Eventually curfew came (we were staying in Buddhist temples, and were to be woken early in the morning), and we traded contact information and promised to keep in touch. She worked as an English teacher somewhere in eastern Japan, far away. I took the paper with her e-mail address and saved it.

And didn't do anything. Neither of us contacted the other again.


The regret is obvious. I wish I'd called her up and asked if I could visit. What would have happened? I have no idea -- which is precisely why I should have gone.

It's a very forgivable mistake. She lived damn far away. (Tochigi, I want to say, but I could be wrong.) I've forgotten her name. Maybe that piece of paper is still with the stuff I saved from Japan, in my parents' attic.
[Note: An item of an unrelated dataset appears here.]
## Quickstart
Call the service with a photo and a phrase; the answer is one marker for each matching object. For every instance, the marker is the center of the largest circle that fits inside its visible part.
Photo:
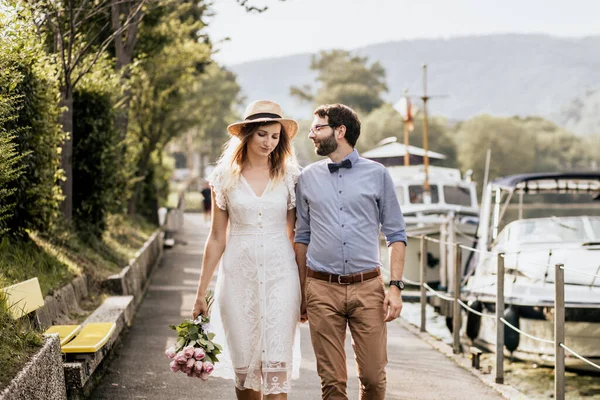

Probably not, but it could be.

Today, for better or worse, this wouldn't have happened. We have Facebook, and I friend more people than I actually keep in touch with. It is kind of funny how this drains some of the mystery out of life. I wonder what that girl I had a huge crush on in in high school is up to nowadays -- ? Well, I just checked Facebook, and she was exasperated because her daughter refused to participate in her YMCA soccer practice. (That said, she is also an oncologist.)


But, this one woman -- since I don't remember her name, I can't look her up. Perhaps she is volunteering in Africa; perhaps she is an entrepreneur; perhaps she lives some humdrum life in some suburb somewhere. I don't know.

Not knowing is most intimate. Such was the subject of a Zen koan workshop I went to, and it is true. I could have been brave and hopped on the train to visit this mystery woman eleven years ago. But I at least had the nerve to hold my chin up high and talk to her for an evening way back then. And the more I think back to the past, the more I recall oddball moments like these, that I didn't seek out or expect -- the more I have hope for the future and appreciation for now.